The husband is not party to the appeal in point of form, although he is present in spirit. The appeal concerns only the position of a number of companies belonging to the group known as the Petrodel Group which the judge found to be wholly owned and controlled (directly or through intermediate entities) by the husband. There were originally seven companies involved, all of which were joined as additional respondents to the wife's application for ancillary relief. They were Petrodel Resources Ltd ("PRL"), Petrodel Resources (Nigeria) Ltd ("PRL Nigeria"), Petrodel Upstream Ltd ("Upstream"), Vermont Petroleum Ltd ("Vermont"), Elysium Diem Ltd, Petrodel Resources (Nevis) Ltd ("PRL Nevis") and Elysium Diem Ltd (Nevis). Three of these companies, PRL, Upstream and Vermont, all incorporated in the Isle of Man, are the respondents in this court. PRL was the legal owner of the matrimonial home, which was bought in the name of the company in 2001 but was found by the judge to be held for the husband beneficially. There is no longer any issue about that property, which is apparently in the process of being transferred to the wife. In addition, PRL was the legal owner of five residential properties in the United Kingdom and Vermont is the legal owner of two more. The question on this appeal is whether the court has power to order the transfer of these seven properties to the wife given that they legally belong not to him but to his companies.
Part II of the Matrimonial Causes Act 1973 confers wide powers on the court to order ancillary relief in matrimonial proceedings. Section 23 provides for periodical and lump sum payments to a spouse or for the benefit of children of the marriage. Under section 24(1)(a), the court may order that "a party to the marriage shall transfer to the other party... such property as may be so specified, being property to which the first-mentioned party is entitled, either in possession or reversion". Section 25 provides for a number of matters to which the court must in particular have regard in making such orders, including, at section 25(2)(a), the "income, earning capacity, property and other financial resources which each of the parties to the marriage has or is likely to have in the foreseeable future".
The proper exercise of these powers calls for a considerable measure of candour by the parties in disclosing their financial affairs, and extensive procedural powers are available to the court to compel disclosure if necessary. In this case, the husband's conduct of the proceedings has been characterised by persistent obstruction, obfuscation and deceit, and a contumelious refusal to comply with rules of court and specific orders. The judge, Moylan J, recited in his judgment the long history of successive orders of the court which were either ignored or evaded, the various attempts of the husband to conceal the extent of his assets in the course of his evidence, and the collusive proceedings in Nigeria by which he sought declarations that certain of the companies were held in trust for his siblings. The only evidence on behalf of the respondent companies was an affidavit sworn by Mr Jack Murphy, a director of PRL and the corporate secretary of the three respondent companies, who failed to attend for cross-examination on it. The judge rejected his excuse that he was in bad health, and found that he was "unwilling rather than unable to attend court." His conclusion was that "as a result of the husband's abject failure to comply with his disclosure obligations and to comply with orders made by the court during the course of these proceedings, I do not have the evidence which would enable me to assemble a conventional schedule of assets." However, he found that the husband was the sole beneficial owner and the controller of the companies, and doing the best that he could on the material available assessed his net assets at £37.5 million.

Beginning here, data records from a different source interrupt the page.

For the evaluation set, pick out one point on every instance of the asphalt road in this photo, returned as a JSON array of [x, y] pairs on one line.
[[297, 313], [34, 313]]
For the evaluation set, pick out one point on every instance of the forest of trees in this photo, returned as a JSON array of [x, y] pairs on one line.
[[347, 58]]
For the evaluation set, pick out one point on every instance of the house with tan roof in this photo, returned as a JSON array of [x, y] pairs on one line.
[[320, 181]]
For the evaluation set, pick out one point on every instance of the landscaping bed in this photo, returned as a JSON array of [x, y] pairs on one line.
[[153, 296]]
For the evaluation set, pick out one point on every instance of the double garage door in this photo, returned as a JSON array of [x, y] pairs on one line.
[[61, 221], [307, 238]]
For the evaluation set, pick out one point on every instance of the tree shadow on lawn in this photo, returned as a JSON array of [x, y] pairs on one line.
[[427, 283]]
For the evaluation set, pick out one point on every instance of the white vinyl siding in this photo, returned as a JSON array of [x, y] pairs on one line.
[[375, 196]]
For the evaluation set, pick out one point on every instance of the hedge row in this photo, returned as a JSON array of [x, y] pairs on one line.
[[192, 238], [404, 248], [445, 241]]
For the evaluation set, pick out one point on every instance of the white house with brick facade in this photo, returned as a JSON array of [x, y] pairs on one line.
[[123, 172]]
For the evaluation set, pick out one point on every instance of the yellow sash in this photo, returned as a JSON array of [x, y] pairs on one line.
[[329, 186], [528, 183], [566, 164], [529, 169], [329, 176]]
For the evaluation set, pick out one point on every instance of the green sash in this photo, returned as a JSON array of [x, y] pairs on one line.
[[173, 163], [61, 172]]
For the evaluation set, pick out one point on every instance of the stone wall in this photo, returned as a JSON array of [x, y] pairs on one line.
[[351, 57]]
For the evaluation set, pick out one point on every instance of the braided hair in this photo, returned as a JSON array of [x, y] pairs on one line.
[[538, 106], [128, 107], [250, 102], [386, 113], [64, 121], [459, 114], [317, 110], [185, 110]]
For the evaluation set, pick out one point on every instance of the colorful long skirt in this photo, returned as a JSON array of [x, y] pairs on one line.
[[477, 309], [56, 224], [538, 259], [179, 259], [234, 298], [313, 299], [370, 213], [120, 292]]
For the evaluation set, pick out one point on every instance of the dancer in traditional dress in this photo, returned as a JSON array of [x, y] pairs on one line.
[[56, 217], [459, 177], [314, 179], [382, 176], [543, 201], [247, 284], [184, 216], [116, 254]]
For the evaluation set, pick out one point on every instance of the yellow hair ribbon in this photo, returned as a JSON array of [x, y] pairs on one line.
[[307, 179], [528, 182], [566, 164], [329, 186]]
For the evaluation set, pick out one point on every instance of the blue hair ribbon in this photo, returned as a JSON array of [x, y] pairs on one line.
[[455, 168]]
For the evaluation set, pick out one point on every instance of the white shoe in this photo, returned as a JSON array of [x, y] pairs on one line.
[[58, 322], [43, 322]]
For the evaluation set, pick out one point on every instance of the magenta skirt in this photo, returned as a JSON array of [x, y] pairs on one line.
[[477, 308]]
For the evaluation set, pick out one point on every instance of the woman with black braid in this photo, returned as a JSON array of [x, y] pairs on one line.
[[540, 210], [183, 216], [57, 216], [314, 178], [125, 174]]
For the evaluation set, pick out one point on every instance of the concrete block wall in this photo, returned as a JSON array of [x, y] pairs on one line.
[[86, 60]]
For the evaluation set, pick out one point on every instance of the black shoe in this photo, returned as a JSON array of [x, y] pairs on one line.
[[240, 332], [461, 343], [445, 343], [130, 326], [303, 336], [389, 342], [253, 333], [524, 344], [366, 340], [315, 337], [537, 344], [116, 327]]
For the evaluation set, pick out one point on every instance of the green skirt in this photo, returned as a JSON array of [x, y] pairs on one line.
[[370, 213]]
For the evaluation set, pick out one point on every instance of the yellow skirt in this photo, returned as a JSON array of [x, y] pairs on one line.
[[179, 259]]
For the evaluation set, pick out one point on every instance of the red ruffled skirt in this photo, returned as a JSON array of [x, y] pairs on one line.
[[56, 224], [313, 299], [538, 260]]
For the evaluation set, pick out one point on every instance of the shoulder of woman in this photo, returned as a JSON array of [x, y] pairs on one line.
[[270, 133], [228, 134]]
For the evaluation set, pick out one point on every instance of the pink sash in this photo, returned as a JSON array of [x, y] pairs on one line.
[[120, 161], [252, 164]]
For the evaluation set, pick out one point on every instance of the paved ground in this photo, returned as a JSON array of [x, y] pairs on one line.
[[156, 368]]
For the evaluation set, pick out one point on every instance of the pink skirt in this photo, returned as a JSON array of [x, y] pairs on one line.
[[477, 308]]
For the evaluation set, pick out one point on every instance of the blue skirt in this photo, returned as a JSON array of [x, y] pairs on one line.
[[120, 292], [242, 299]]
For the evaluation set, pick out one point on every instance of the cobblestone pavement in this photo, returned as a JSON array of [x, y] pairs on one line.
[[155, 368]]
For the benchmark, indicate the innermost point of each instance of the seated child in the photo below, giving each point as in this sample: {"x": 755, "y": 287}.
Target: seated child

By his order dated 16 November 2011, Moylan J ordered that the husband should procure the conveyance of the matrimonial home at 16, Warwick Avenue, London W2 to the wife, free of incumbrances, and that he should make a lump sum payment to her of £17.5 million and periodical payments at the rate of 2% of that sum while it remained outstanding, together with £24,000 per annum and the school fees for each of their four children. In addition he awarded costs in favour of the wife, with a payment of £600,000 on account. The judge ordered the husband to procure the transfer of the seven UK properties legally owned by PRL and Vermont to the wife in partial satisfaction of the lump sum order. He directed those companies to execute such documents as might be necessary to give effect to the transfer of the matrimonial home and the seven properties. Moreover, in awarding costs to the wife, the judge directed that PRL, Upstream and Vermont should be jointly and severally liable with the husband for 10% of those costs. Corresponding orders were made against certain of the other corporate respondents to the original proceedings, but they did not appeal, either to the Court of Appeal or to this court, and are no longer relevant, save insofar as the facts relating to them throw light on the position of the three respondents. No order was made (or sought) for the transfer of any assets of Upstream, but that company is interested in the present appeal by virtue of its liability under the judge's order for part of the wife's costs.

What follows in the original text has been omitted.